“We are getting an awful lot of traffic on this side of the (Mississippi River) bridge. Something is going to have to be done. As these plants continue to expand we’ll need to improve our infrastructure to keep pace with that.” Riley “PeeWee” Berthelot, West Baton Rouge Parish president
West Baton Rouge Parish is headed toward a residential growth spurt this year it hasn’t experienced since post-Hurricane Katrina.
Between Jan. 1 and Oct. 31, the parish issued 187 single-family residential building permits, according to data released by West Baton Rouge’s Office of Community Development and Planning.
Government officials expect that number to tip the 200 mark by year’s end if the current trend continues.
Should the parish issue more than 220 residential permits by Dec. 31, it will break its 2006 post-Katrina record for the number of single-family construction permits issued in a year.
“We’ll have to issue about 17 a month in November and December to break the Katrina record,” Parish President Riley “PeeWee” Berthelot said. “We may be a little short, but it has still been a very good year.”
A majority of West Baton Rouge’s growth since 2000 has been concentrated in the unincorporated north end of the parish — including the Erwinville and Rosehill communities — and in the towns of Addis and Brusly.
Since 2000, 834 single-family residential permits were issued by the parish for new construction in the northern part of the parish and 646 and 222 in Addis and Brusly, respectively, according to the permit data.
“These young subdivisions we have here are really starting to mature,” Addis Mayor David Toups said. “We’re seeing a mix of both young and older families, a lot of plant workers, too. We’re happy to see all these people moving here. As the town grows, our sales tax grow.”
So far this year, the parish has issued 72 residential building permits for the town of Addis and 26 for Brusly, according to the parish’s permit data.
Some of Brusly’s residential growth can be attributed to the aggressive development of its popular Orleans West subdivision while Addis’ Sugar Mill community has been driving its growth numbers.
“We are definitely seeing an increase in subdivision activity,” said Kevin Durbin, director of West Baton Rouge’s Office of Community Development and Planning. “We issued 16 permits in Brusly just in September and about 15 for Sugar Mill.”
The people moving into those homes are primarily from Iberville and East Baton Rouge parishes, Berthelot said.

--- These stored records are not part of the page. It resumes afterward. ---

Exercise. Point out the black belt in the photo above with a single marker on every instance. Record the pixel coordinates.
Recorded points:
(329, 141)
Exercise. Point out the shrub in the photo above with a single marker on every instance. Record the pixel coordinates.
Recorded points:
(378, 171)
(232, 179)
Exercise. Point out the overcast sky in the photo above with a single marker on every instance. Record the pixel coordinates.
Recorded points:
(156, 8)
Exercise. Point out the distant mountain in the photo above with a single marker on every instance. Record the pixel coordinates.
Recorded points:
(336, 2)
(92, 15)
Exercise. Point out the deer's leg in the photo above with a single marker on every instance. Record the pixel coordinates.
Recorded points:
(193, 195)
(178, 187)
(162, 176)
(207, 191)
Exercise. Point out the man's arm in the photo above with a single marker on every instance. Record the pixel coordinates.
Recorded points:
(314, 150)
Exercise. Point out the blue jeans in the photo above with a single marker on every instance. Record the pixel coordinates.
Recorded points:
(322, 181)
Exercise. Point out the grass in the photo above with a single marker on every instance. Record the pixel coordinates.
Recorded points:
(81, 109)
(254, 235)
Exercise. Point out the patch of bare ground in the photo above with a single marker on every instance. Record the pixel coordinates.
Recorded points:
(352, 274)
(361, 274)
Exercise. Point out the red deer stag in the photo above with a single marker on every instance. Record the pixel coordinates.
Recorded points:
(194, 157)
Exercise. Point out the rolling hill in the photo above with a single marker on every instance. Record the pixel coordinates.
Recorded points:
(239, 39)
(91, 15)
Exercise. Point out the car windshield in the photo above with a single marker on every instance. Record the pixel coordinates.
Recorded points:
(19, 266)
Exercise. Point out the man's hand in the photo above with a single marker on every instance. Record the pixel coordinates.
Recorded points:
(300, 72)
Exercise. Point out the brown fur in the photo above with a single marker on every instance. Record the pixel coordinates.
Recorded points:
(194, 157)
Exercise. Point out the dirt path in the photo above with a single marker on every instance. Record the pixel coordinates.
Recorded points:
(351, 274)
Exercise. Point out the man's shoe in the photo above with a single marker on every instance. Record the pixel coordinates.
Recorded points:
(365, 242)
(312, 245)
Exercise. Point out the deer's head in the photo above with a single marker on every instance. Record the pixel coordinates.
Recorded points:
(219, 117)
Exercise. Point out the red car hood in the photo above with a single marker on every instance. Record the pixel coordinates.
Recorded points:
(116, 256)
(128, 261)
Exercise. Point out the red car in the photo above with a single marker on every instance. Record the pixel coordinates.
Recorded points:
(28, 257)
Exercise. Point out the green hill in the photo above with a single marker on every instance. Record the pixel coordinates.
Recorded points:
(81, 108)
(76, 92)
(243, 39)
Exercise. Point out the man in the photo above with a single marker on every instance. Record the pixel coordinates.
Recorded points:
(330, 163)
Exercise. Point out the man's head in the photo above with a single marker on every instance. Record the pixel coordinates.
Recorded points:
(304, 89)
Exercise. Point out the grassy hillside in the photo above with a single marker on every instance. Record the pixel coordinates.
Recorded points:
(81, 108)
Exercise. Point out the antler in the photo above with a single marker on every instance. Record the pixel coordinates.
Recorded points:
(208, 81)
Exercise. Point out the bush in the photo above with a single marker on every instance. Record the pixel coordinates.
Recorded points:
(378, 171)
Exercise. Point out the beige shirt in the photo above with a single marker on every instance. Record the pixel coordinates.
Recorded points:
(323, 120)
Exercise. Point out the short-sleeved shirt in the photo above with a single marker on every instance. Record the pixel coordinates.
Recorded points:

Durbin and Berthelot credit the parish’s top-performing school system as one of the factors behind the parish’s residential growth spurt.
The West Baton Rouge Parish school system earned an 86.5 performance score — a B grade — in the Louisiana Department of Education’s 2013 District Performance report. The surrounding parishes, Pointe Coupee, East Baton Rouge and Iberville, all received C grades from the state this year.

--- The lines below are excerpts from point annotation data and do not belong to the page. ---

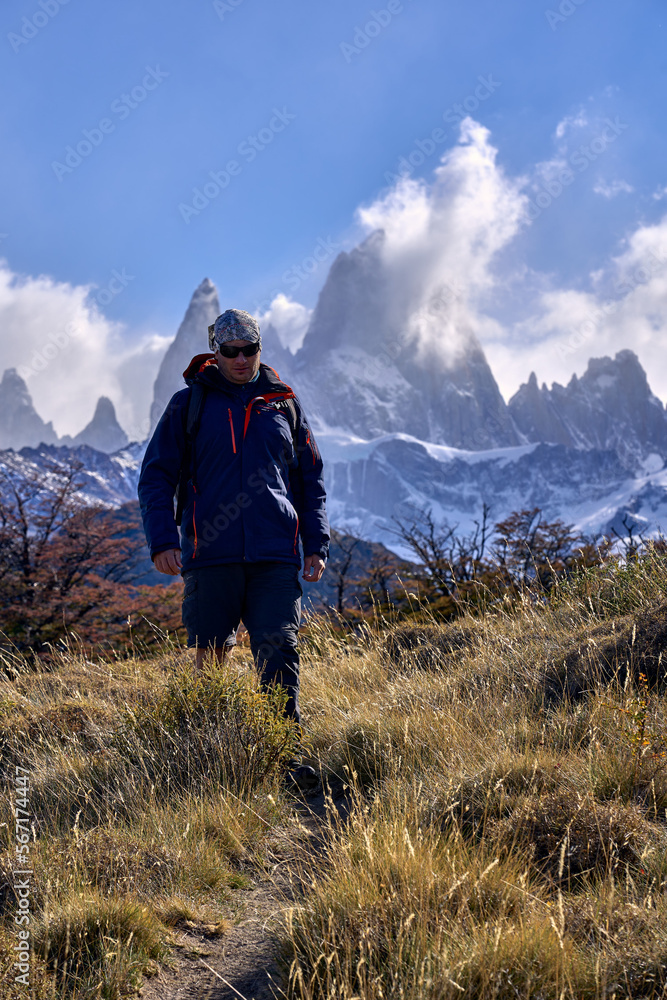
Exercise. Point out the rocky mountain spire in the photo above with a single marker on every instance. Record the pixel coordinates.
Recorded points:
(191, 339)
(20, 424)
(363, 368)
(610, 407)
(103, 433)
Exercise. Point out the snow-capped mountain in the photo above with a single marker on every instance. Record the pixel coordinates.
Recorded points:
(20, 424)
(610, 406)
(399, 425)
(366, 366)
(370, 483)
(109, 480)
(191, 338)
(103, 433)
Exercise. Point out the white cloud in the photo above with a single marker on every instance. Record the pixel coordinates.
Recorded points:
(567, 327)
(289, 319)
(69, 353)
(613, 188)
(571, 122)
(441, 241)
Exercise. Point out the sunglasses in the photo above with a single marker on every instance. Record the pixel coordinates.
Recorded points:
(233, 352)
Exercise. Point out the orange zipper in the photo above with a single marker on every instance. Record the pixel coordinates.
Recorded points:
(194, 522)
(231, 427)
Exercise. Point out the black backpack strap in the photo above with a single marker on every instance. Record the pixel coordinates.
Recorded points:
(293, 418)
(192, 421)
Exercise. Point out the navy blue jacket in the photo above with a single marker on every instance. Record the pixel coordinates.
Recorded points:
(251, 495)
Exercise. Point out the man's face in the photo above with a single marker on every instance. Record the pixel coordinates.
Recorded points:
(239, 369)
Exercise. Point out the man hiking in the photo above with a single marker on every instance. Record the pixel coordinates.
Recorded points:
(237, 446)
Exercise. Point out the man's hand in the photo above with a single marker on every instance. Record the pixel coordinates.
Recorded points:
(313, 567)
(168, 562)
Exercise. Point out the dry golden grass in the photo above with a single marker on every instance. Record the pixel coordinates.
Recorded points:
(508, 830)
(153, 797)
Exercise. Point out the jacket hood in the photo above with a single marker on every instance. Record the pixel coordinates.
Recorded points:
(204, 369)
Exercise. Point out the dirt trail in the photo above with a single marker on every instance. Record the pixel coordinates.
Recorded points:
(242, 962)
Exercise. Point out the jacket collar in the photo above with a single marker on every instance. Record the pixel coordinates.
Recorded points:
(203, 369)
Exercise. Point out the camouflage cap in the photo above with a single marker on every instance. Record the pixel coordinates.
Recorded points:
(234, 324)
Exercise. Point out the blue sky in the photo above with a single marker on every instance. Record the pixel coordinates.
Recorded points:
(335, 123)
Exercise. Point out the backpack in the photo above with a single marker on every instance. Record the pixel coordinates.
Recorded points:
(191, 426)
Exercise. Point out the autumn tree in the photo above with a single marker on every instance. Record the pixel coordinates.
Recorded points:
(65, 565)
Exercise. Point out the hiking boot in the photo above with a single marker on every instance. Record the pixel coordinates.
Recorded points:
(301, 778)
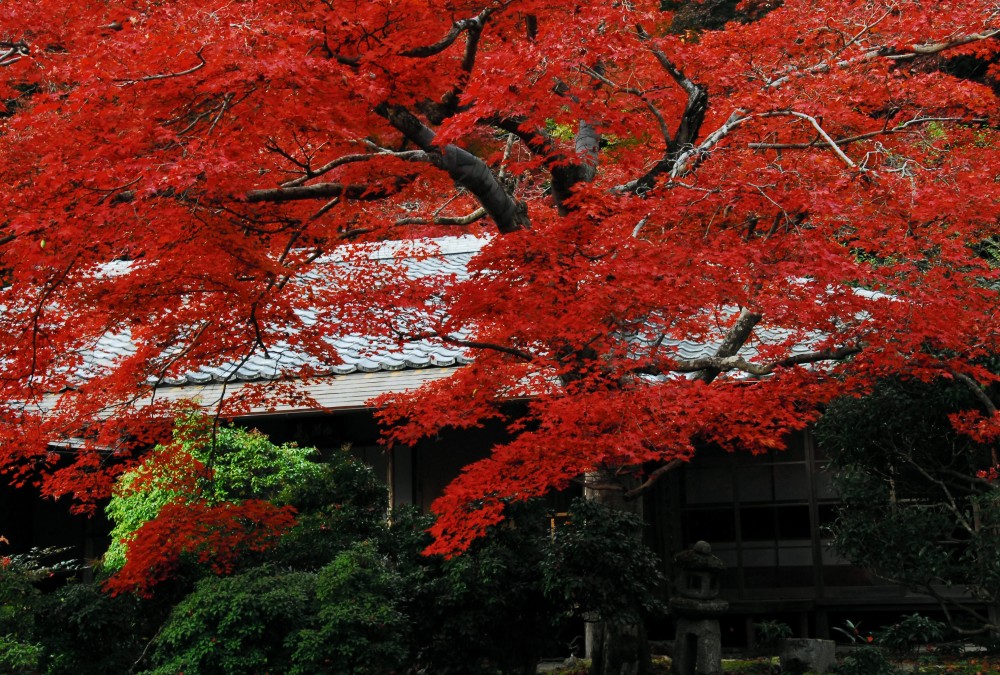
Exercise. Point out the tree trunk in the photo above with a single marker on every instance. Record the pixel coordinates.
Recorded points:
(619, 646)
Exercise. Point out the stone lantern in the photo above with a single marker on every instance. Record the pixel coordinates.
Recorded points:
(696, 607)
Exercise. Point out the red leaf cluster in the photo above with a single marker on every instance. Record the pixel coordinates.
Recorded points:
(703, 228)
(211, 535)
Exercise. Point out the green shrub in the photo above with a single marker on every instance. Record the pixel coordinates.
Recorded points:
(359, 628)
(18, 657)
(912, 632)
(236, 625)
(229, 464)
(866, 660)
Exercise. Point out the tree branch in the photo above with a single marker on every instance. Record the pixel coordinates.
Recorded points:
(819, 129)
(846, 140)
(471, 24)
(466, 169)
(883, 52)
(733, 342)
(163, 76)
(651, 480)
(355, 191)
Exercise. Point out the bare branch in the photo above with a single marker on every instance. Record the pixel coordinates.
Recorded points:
(651, 480)
(163, 76)
(357, 191)
(14, 52)
(886, 53)
(681, 164)
(472, 24)
(819, 129)
(473, 344)
(847, 140)
(444, 220)
(721, 364)
(734, 341)
(466, 169)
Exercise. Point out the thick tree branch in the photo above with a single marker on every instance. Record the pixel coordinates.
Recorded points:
(466, 169)
(712, 366)
(651, 480)
(472, 344)
(472, 25)
(847, 140)
(733, 342)
(565, 172)
(13, 51)
(689, 159)
(886, 53)
(467, 219)
(163, 76)
(355, 191)
(819, 129)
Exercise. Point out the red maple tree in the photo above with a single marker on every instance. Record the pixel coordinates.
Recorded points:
(807, 190)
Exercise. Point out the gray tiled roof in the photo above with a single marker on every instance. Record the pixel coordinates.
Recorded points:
(357, 353)
(366, 354)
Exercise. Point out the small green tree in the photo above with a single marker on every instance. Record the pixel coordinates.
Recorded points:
(919, 507)
(227, 464)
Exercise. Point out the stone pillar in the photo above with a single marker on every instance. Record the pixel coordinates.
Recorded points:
(696, 608)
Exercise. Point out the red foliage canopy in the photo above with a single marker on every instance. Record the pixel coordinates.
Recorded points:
(811, 188)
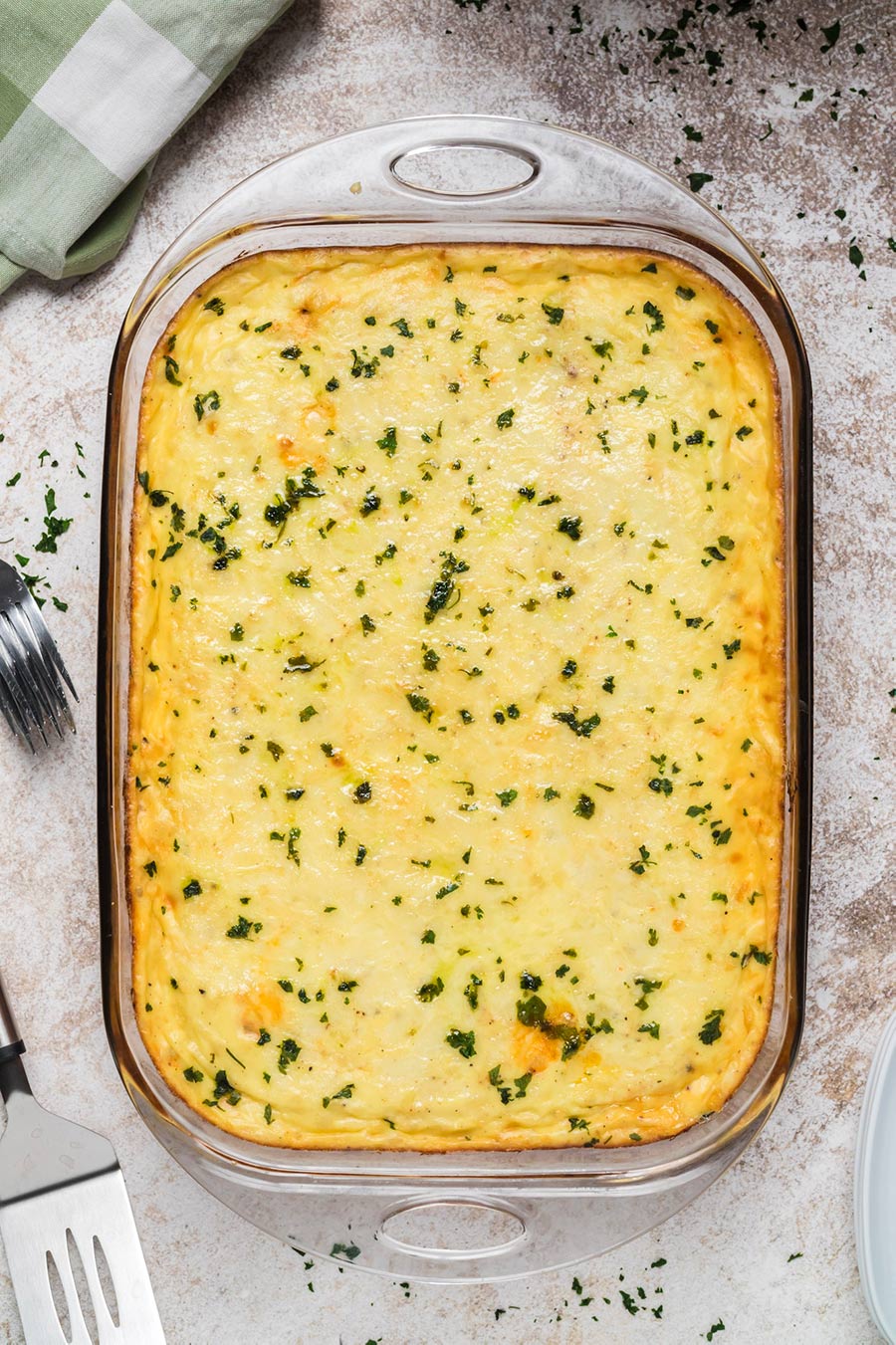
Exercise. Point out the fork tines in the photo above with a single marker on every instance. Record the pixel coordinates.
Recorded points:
(33, 697)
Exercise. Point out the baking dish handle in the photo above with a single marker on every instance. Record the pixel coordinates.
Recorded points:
(475, 1233)
(497, 172)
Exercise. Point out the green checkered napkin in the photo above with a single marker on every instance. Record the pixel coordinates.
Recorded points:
(89, 92)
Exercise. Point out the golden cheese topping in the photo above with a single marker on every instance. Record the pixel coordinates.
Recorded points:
(456, 711)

The daily traffic congestion along La. 1, from plant employees crossing the Intracoastal Waterway Bridge and Mississippi River Bridge into East Baton Rouge Parish, is the final factor in the residential growth equation, parish officials said.
Durbin said many plant workers are opting to live in West Baton Rouge Parish to shorten their daily commutes.
For the past several years, Berthelot has worked to get state funding to build a connector road between La. 1 and La. 415 to help dilute the afternoon traffic flow along La. 1.
“We are getting an awful lot of traffic on this side of the (Mississippi River) bridge. Something is going to have to be done,” Berthelot said. “As these plants continue to expand we’ll need to improve our infrastructure to keep pace with that.”